When the Crusades to
the Holy Land ended, the Templars were no longer needed to protect pilgrims (or
wage war against the Saracens, as the Muslims were called at the time). During
the hundred and seventy years of their existence, they had, however, extended
their activities across a wide front, and their accumulation of property and
enormous wealth was creating great jealousy… and jealousy creates vicious
enemies.
In France, the
vicious enemy was no other than the avaricious French king, Philip IV,
ironically known as “Philip the Fair”. Knights Templar in France were arrested
and tortured until they admitted to a variety of crimes, including sexually
deviant behaviour. Many were executed.
The Knights Templar
in France could not have been entirely taken unawares because at the time of
their arrest, neither documents nor treasures were to be found. Many Templars
had apparently left the country, taking documents and maps with them to be
placed in safe places and safe hands. Those of knightly rank who stayed behind
were able to withstand the tortures of the Inquisition rather than reveal their
secrets. As with most important secret societies, those of lower rank were not
privy to the inner mysteries.
On 22 November 1307,
Pope Clement V was persuaded to issue a call for the arrest of all Knights
Templar living in other countries. The Pope’s order was greeted with
astonishment and totally ignored by the kings of England and Aragon, two
countries where there were large numbers of Templars.
King Philip of
France now pushed for a papal decree abolishing the Order of the Templars. Pope
Clement vacillated as long as he could, but five years later issued a papal
bull that summarily brought the Order to an end. However, he refused to allow
the greedy French king to get his hands on Templar properties and money.
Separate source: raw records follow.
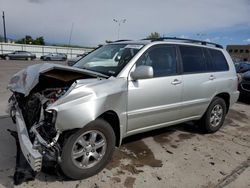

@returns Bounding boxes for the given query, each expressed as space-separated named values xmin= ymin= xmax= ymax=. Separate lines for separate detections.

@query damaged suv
xmin=8 ymin=38 xmax=239 ymax=179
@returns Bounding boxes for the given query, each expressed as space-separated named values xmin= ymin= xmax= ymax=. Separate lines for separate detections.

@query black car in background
xmin=40 ymin=52 xmax=67 ymax=61
xmin=235 ymin=62 xmax=250 ymax=102
xmin=67 ymin=51 xmax=91 ymax=66
xmin=234 ymin=62 xmax=250 ymax=73
xmin=0 ymin=51 xmax=36 ymax=60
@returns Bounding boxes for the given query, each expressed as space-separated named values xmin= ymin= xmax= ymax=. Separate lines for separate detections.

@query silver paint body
xmin=9 ymin=41 xmax=239 ymax=147
xmin=48 ymin=42 xmax=239 ymax=142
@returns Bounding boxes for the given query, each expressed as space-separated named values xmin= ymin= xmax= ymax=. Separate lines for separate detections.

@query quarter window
xmin=136 ymin=45 xmax=177 ymax=77
xmin=209 ymin=49 xmax=229 ymax=71
xmin=180 ymin=46 xmax=207 ymax=73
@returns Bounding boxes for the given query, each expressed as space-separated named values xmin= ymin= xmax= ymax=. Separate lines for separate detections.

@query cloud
xmin=0 ymin=0 xmax=250 ymax=45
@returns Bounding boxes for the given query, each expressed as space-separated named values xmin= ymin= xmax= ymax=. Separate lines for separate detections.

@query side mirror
xmin=130 ymin=65 xmax=154 ymax=80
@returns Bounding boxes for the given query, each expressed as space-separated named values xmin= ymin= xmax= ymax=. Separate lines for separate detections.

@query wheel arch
xmin=214 ymin=92 xmax=230 ymax=113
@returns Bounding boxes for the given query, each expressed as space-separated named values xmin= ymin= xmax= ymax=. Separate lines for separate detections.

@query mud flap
xmin=7 ymin=129 xmax=36 ymax=185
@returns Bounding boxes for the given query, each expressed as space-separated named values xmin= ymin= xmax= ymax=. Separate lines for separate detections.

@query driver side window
xmin=136 ymin=45 xmax=177 ymax=77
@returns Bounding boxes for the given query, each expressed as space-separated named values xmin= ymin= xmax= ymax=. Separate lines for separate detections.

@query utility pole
xmin=3 ymin=11 xmax=7 ymax=43
xmin=113 ymin=19 xmax=126 ymax=40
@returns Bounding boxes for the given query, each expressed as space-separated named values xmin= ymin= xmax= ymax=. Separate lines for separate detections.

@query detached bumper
xmin=16 ymin=108 xmax=42 ymax=172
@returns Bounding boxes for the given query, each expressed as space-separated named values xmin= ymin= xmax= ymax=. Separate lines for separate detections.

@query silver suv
xmin=8 ymin=38 xmax=239 ymax=179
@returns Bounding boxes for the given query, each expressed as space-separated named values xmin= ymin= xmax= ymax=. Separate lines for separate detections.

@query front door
xmin=127 ymin=44 xmax=182 ymax=133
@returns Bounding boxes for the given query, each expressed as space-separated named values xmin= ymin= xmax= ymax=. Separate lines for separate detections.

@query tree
xmin=33 ymin=37 xmax=45 ymax=45
xmin=147 ymin=32 xmax=161 ymax=39
xmin=16 ymin=35 xmax=45 ymax=45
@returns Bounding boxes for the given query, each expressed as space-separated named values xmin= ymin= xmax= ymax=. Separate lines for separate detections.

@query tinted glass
xmin=180 ymin=46 xmax=207 ymax=73
xmin=74 ymin=44 xmax=143 ymax=76
xmin=208 ymin=49 xmax=229 ymax=71
xmin=136 ymin=45 xmax=177 ymax=77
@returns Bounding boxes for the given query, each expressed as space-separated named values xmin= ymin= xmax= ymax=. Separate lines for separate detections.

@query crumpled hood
xmin=7 ymin=63 xmax=107 ymax=96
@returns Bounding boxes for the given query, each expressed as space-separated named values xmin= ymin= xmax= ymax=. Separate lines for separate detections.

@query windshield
xmin=74 ymin=44 xmax=143 ymax=76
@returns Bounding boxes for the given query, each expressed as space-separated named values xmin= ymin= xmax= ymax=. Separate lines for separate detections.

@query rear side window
xmin=208 ymin=49 xmax=229 ymax=71
xmin=180 ymin=46 xmax=207 ymax=73
xmin=136 ymin=45 xmax=177 ymax=77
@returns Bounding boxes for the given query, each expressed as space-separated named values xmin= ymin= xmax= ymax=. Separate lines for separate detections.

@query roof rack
xmin=143 ymin=37 xmax=223 ymax=49
xmin=113 ymin=39 xmax=131 ymax=42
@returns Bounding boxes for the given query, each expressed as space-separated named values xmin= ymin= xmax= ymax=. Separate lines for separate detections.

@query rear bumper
xmin=15 ymin=108 xmax=42 ymax=172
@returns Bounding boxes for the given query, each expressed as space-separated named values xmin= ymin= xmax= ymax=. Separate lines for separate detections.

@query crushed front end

Instead, this was used to pay the pensions of retired Templars or their widows
throughout Europe.
The only Templars
convicted of heresy were those in France. The convictions had been based on
confessions made under torture, and most of the Templars concerned subsequently
withdrew their confessions. In 1310, Philip ordered that 54 Templars be burnt
at the stake for having admitted to heresy and then withdrawing their
confessions, an order that was both legally and logically absurd.
Two years later, a
Papal Council declared all Templars outside of France to be innocent of the
charges laid against them by the French king. The last Grand Master of the
Knights Templar, Jacques de Morlay, who had been arrested and tortured during a
visit to France in 1307 and had been one of those who confessed and then
recanted, was burnt at the stake in Paris in 1314. His death marked the end of
the Templar Order.
There is some evidence that small numbers of former Templars met from time to time, but it seems that most either retired quietly or joined other Orders, including the Hospitallers and the Teutonic Knights.